Despite the epithet, he smiled, and his pipe this time gave out quite a chuckling sound.
"As ill to keep within walls as a butterfly!" he muttered. "Up and down the garden, in and out the balconies, and the Nawab in two minds to use force, or put her in a sack. For she flouted him. The prettiest ones play that game for power always, and she was Walidâd, her brother's, last hope of favour. Walidâd, Kanjara, who had been king's caterer for years before my master, Bun-avatâr-sahib, came to make all the court cry sour buttermilk! Walidâd, who had once stood so high, that, in a drunken bout, the Nawab promised him his half-sister to wife. And he got her too! She wept on her wedding day, but we in the lower storey heeded not tears in the upper. For, see you, mine uncle was chief eunuch--we kept the honour thus in the family from generation to generation--so I was in and out, seeing what went on. Until somehow (mine uncle with the bowstring round his neck--as was right, honest man--swore he knew not how) Bun-avatâr-sahib caught a sight of her! Some say it was a plot, from beginning to end, of Walidâd's; others that his enemies feared lest Anâri should succeed. There be balls within balls, even in a plaything, if the workmen are cunning! Anyhow, he saw her.

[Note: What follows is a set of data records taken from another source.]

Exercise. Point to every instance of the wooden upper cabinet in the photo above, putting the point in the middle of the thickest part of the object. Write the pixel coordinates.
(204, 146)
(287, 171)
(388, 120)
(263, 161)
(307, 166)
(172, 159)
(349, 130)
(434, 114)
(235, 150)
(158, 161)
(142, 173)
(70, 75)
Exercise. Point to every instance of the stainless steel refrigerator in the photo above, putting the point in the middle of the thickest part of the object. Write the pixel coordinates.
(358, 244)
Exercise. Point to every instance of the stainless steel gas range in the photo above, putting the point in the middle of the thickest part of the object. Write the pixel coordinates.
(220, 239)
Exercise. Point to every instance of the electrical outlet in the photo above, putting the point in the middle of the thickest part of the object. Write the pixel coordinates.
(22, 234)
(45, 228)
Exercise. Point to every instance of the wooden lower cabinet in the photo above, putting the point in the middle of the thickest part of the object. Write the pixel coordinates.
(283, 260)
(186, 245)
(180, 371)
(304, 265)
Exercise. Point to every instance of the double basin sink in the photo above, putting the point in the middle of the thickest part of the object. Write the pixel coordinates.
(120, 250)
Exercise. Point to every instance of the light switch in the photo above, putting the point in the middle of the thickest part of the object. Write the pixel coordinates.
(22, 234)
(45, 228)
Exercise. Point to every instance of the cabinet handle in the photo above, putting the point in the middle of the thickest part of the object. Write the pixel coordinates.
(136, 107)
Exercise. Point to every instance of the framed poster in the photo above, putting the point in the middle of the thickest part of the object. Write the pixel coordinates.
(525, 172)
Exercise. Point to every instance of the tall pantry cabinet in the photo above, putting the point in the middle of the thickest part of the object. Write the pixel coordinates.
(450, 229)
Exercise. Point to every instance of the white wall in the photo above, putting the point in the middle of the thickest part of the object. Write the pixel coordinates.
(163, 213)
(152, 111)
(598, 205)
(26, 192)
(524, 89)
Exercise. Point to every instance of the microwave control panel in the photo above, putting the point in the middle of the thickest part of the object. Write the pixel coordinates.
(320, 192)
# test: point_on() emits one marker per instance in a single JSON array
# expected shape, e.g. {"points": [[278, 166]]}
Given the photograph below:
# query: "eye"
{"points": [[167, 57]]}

"And I, his body-servant, was able to come and go where Pidar Narâyan hath made his church nowadays. But there! what matters it? 'Tis all one. Love and the Faith are in and out of men's minds like a shelldrake in weedy water; a body cannot tell which way its head may be and which its tail! Nevertheless I felt a choke at my throat, Gu-gu, many a time, as I waited for him in the boat below the balcony; yet in the end, it was not my throat, but mine uncle's. He died in the faith, Gu-gu, cursing women. His head was that way at the last!--'Tis mostly so--he--he--"
The chuckle of his pipe was fiendish, yet his wizened face was wistful. "Still, God knows, one could scarce look on at such a wooing, and not beat the drum in time, as musicians to a dancer. And it runs in our blood, see you, to watch, and beat the drum. That is our profession; and, by mine ancestors! I deemed it enough for mortal man. But Bun-avatâr-sahib, see you, was not of our race. He was of Italy wilayat and a prince. So, one day, my liver dissolved hearing that the butterfly was over the walls! But, as I said, it was mine uncle's neck, not mine. Yet the game ended for me when Bun-avatâr-sahib died."
"They poisoned him, folk say; is't true?" asked Gu-gu. It was a point in the oft-told tale which was still discussed by Eshwara gossips.